第386話「第二層・夢の心臓」
白い階段を降り切った瞬間、足の裏が“水”を踏んだ。
薄い水膜が床一面に張っていて、踏むたびぼんと波紋が広がる。波紋は壁にも天井にも移り、やがて部屋全体が同じリズムで脈を打ちはじめた。
「……心臓だね」
ミリアが低くつぶやく。声まで脈に吸われそうだ。
円形の広間。中央には黒い柱――心臓柱が立っている。ゆっくりと、しかし確実にドクンと脈打ち、その鼓動が床の水膜を伝って四方に走る。広間の外へ伸びる“眠りの紋”にも、見えない電信みたいに波が飛んでいた。

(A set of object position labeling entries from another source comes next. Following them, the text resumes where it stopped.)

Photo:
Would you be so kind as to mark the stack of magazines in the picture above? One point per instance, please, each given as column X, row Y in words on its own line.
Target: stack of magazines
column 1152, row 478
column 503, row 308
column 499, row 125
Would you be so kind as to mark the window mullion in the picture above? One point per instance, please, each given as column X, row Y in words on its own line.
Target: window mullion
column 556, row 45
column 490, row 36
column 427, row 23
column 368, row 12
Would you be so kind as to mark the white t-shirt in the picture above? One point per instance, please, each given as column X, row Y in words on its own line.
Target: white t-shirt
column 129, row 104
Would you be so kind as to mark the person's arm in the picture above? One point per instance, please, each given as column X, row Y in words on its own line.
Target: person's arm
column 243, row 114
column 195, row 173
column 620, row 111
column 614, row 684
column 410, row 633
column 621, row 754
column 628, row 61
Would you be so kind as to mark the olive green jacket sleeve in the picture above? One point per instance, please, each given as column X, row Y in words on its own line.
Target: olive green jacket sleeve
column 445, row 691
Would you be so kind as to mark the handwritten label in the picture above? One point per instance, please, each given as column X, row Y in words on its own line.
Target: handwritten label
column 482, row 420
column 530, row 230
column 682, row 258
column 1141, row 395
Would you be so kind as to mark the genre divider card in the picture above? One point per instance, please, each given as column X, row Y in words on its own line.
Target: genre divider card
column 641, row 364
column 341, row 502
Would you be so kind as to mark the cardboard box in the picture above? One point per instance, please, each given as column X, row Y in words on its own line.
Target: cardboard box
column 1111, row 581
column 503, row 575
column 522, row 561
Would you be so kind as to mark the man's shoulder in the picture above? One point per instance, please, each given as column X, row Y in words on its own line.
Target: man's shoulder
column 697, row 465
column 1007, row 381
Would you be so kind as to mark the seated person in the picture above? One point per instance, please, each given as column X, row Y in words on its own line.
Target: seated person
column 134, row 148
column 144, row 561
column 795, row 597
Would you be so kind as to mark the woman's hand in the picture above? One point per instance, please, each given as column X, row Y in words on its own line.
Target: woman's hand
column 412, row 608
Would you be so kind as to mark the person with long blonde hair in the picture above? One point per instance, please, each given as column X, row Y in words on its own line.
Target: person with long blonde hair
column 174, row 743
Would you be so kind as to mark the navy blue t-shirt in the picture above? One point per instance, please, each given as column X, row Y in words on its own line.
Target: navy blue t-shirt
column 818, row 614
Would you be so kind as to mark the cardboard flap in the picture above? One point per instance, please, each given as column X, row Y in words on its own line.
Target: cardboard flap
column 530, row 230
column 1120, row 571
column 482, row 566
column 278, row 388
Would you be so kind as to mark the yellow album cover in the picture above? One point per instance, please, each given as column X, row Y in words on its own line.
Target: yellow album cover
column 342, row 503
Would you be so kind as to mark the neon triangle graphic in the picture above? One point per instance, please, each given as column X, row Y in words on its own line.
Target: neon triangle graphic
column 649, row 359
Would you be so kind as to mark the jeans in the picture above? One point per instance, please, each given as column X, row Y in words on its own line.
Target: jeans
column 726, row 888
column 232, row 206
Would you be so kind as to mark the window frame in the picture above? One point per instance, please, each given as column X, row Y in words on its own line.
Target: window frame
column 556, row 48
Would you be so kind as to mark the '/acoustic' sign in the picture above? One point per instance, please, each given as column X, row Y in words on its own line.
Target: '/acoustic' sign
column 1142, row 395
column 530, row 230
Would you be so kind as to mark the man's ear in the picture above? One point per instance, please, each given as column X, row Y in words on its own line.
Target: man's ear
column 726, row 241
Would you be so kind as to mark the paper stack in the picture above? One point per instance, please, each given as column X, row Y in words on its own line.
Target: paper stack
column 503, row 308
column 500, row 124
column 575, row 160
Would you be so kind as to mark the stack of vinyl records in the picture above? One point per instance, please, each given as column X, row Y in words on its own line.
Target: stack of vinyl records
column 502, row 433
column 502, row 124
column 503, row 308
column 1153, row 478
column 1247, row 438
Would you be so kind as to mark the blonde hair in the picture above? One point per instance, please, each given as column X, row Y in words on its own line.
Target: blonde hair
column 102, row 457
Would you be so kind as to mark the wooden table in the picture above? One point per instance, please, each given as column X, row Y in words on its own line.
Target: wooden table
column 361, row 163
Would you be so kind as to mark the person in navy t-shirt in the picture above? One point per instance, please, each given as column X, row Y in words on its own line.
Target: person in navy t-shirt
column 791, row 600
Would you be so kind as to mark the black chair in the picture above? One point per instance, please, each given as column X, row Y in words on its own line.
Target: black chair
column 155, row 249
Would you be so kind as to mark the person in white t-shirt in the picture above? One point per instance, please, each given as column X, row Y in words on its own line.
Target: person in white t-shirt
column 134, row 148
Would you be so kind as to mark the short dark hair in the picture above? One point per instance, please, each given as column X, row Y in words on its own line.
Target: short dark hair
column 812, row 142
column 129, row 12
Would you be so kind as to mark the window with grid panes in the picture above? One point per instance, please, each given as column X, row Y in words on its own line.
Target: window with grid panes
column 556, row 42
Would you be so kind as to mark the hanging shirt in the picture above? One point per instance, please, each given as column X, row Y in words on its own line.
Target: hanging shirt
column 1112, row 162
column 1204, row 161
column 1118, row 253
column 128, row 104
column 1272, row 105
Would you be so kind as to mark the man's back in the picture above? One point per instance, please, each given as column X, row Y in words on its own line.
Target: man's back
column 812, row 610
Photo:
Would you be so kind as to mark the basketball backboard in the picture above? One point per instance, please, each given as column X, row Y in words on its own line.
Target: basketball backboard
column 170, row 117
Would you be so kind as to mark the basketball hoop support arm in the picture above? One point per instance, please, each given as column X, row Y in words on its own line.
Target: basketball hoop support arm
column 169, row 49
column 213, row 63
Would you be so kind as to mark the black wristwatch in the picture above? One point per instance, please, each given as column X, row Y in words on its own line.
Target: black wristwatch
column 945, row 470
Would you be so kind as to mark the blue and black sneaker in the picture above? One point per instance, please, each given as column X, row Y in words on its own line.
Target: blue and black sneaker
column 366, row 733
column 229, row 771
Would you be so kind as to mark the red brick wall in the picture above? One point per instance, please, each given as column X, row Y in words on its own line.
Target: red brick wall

セインは呼吸を整え、短く未来視を開く――が、すぐに眉をひそめた。
(視えるのは一拍だけ。正確に言えば、一・五秒刻みで瞬間の切り取りしか掴めない。鼓動に合わせて視界が切れる……!)
エリシアは肩で息をして、柄に指を添えた。
「呼吸と合わないと、剣が鈍る……この部屋、こっちの“拍”をずらしてくる」
ミリアは額の汗を拭く。
「魔力が持っていかれる。打った分、鼓動に吸われる感じ」
心臓柱の周囲には、腰ほどの高さの副塔が三基。
赤い鈴、青い鏡面、金の糸車。それぞれに小さな警句が刻まれている。
手で触れるな。
音を鳴らすな。
回すな。
「単体で触ると罠、だな」
セインは波紋と警句を何度も見比べ、脈のズレに気づく。三基は互い違いの拍で動いている。
「**同時に“逆”**をやれば外皮が開く。赤は“鳴らさず振動だけ”。青は“映し返さない”。金は“息穴を止めては解く”――鼓動の谷で。」
「了解」ミリアがうなずく。「鏡は任せて。映像を地面に逃がす膜を張る」
「鈴は私が柄頭で叩く。音は出さない」エリシアが短く答える。
「糸車は俺がやる。……一・五秒の制限下で、止・解の二指リズムだ」
――そのときだった。
心臓柱の影がゆれる。白い面が、柱の中からすべるように出てきた。
白面。音も気配も匂いもない。近づいたと思ったら、もう目の前にいる。
セインの未来視が切り替わる合間を、正確に踏みこまれる。
「速い!」
エリシアが一歩前に出て、空気を裂くように居合を放つ。
カン、と硬い手応え。白面は刃を見てから最短で間合いを潰し、肩で受けて、すでに次の踏み込み。反応が全部“後手”になる。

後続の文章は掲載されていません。